Sebelum pulang kami makan malam dulu di restoran Jepang. Ririn itu sangat suka dengan masakan Jepang. Sushi, udon, ramen adalah favoritnya. "Jadi sebenarnya kalian itu pacaran apa nggak sih?" Tanya Widia tiba-tiba jadi penasaran. Refleks gue dan Ririn bertatapan. "Doain yang terbaik ajah Wid." Kata Ririn. "Doain gue sama dia jadi beneran ya Wid." Sambungku.

Ririn

"Doain gue sama dia jadi beneran ya Wid." Sontak perkataan Mad itu membuat teman-teman kami yang lain berteriak 'aamiin' dengan lantang dan tidak sadar sama sekali kalau kita sekarang sedang ada di tempat makan. Aku tidak tahu lagi bagaimana ekspresiku. Mungkin sudah salah tingkah stadium akhir dengan pipi yang merah.
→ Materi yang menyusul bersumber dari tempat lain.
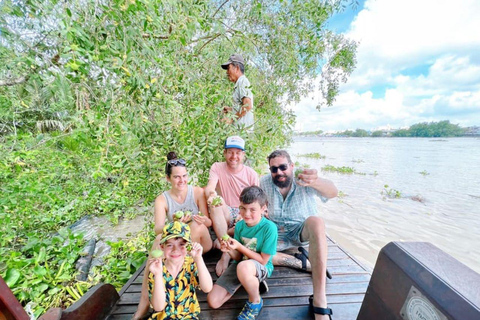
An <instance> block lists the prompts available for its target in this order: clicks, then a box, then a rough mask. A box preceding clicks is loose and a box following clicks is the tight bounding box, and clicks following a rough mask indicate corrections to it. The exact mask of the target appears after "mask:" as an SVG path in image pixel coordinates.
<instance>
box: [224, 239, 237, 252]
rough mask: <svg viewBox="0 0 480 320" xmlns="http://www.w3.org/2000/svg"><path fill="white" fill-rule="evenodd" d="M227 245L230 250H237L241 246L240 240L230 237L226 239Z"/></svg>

Kepikiran dengan perkataan Mad? Pasti. Gampang sekali kata-kata itu keluar dari mulutnya dan tidak sadar sama sekali kalau kata-kata itu akan menumbuhkan sebuah harapan. Aku juga yang bodoh, kenapa masih kepikiran sampai sekarang. Sampai mata ini tidak bisa terpejam hanya karena kalimat yang diucapkan Mad tersebut. Entah apa yang dia pikirkan kenapa mau bicara seperti itu di depan teman-teman kami. Padahal mungkin dia biasa saja.
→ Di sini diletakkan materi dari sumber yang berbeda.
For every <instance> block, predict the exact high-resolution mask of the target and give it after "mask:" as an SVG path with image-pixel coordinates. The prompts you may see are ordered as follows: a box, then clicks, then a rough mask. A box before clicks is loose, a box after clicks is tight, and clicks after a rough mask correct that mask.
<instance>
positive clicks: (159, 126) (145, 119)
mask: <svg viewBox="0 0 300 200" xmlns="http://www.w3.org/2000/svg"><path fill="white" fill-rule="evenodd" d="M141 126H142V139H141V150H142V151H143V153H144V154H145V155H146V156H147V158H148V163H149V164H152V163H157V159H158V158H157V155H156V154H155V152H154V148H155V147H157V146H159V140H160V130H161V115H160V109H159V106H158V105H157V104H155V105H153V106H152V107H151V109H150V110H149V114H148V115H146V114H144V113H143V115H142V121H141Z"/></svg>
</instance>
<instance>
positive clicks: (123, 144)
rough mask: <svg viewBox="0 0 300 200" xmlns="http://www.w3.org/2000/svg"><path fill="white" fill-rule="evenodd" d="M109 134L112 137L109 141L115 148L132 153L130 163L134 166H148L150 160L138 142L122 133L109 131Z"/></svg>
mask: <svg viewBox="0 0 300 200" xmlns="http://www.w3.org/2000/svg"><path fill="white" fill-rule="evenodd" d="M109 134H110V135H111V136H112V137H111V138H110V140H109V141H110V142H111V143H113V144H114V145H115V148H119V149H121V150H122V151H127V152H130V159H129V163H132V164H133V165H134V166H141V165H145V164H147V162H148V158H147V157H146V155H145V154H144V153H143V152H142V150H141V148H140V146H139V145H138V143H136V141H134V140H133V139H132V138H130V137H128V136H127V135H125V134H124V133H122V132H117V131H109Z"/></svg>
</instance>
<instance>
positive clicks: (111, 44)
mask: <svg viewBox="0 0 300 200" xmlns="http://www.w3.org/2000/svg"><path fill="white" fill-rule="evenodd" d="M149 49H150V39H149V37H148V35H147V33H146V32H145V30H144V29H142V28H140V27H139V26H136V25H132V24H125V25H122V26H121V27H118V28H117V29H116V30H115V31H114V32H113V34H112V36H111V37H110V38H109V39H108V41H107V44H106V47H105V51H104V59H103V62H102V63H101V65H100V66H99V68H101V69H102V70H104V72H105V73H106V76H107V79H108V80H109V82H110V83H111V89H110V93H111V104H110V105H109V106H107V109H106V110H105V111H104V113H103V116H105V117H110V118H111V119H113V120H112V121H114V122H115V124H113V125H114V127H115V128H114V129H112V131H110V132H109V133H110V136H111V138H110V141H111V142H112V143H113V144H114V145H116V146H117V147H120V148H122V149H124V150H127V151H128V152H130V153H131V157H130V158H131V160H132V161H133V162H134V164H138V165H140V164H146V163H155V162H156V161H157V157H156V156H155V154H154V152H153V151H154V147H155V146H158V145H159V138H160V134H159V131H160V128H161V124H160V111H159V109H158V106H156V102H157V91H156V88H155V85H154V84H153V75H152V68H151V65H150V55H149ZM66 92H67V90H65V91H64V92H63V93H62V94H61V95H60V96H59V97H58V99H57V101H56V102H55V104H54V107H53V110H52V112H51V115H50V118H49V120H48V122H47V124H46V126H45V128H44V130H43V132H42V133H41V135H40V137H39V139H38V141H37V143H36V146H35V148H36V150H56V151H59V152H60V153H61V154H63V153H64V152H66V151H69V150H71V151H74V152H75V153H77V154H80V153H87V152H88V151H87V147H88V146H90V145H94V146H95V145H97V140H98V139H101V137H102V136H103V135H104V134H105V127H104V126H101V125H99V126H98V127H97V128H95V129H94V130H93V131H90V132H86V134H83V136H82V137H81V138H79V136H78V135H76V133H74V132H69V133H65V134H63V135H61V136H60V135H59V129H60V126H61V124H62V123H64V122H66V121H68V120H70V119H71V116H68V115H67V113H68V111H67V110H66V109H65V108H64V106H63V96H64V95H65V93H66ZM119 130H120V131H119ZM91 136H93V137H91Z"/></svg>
Sadar tidak sadar hubunganku dengan dia juga semakin intens. Awalnya hanya chat-chat biasa kini itu menjadi kebiasaan kami berdua. Layaknya orang berpasangan kami saling mengabari satu sama lain dan saling mengetahui kegiatan masing-masing.

Logikaku berkata kalau aku sendiri yang menjerumuskan diriku ke pedihnya akibat suatu harapan. Entah bagaimanakah ending kisahku dengan Mad ini? Apakah Mad hadir untuk jadi pemeran utama dalam cerita hidupku atau hanya akan berperan sebagai cameo? Dalam hal seperti ini aku hanya bisa pasrah. Membiarkan waktu yang menjawab semuanya.

Julukan kembali menjadi ABG labil sepertinya cocok untuk diriku saat ini. Rasa sakit yang kualami dulu tidak membuatku jerah, tidak bisa menghentikanku untuk tidak berharap. Perasaan terkadang mengalahkan segalanya. Harus ku akui kini aku benar-benar kembali jatuh hati ke kamu Mad.

Mad

Liburan di Makassar telah usai. Kini gue dan Ririn sudah ada di Bandara Sultan Hasanuddin menunggu keberangkatan pesawat kami kembali ke Jakarta. Gue bersyukur sekali, gue dikasih waktu bersamanya. Menjelajahi kembali apa yang sudah kami lalui.bGue cukup puas seminggu ini waktu Ririn penuh dengan tawa. Seolah-olah tidak ada beban di dalam hidupnya. Sembari menunggu waktu keberangkatan, kami ngopi dulu dilengkapi camilan khas Makassar jalangkote.

"Mad makasih banyak ya waktunya seminggu ini." Ririn bilang begitu ke gue dengan tatapan yang berbinar-binar. Matanya seakan-akan bicara kalau dia sangat bahagia.

Oh Tuhan, kenapa dulu gue menyakiti perempuan ini. Perempuan yang selalu ada buat gue, yang tulus banget sama gue. Gue dibutakan banget waktu itu sampai dia pergi gue baru gue tersadar dan menyesal.

Gue yang seharusnya berterima kasih sama kamu Rin, karena kamu sudah memberikan kesempatan sama Mad-mu yang dulu tolol banget sudah mecampakkanmu.

"Aku yang berterima kasih Rin." Ririn heran. Belum sempat dia mengeluarkan sepatah kata, terdengar pengumuman pesawat yang akan kami tumpangi bersiap take off dalam kurung waktu 5 menit lagi. Sepertinya waktunya dimajukan dari waktu yang tertera di boarding pass. Gue dan Ririn lari ngos-ngosan sampai ke gate keberangkatan karena jarak tempat ngopi dan gate keberangkatan yang lumayan jauh.

Good bye Makassar. Thanks for every moments between me and her.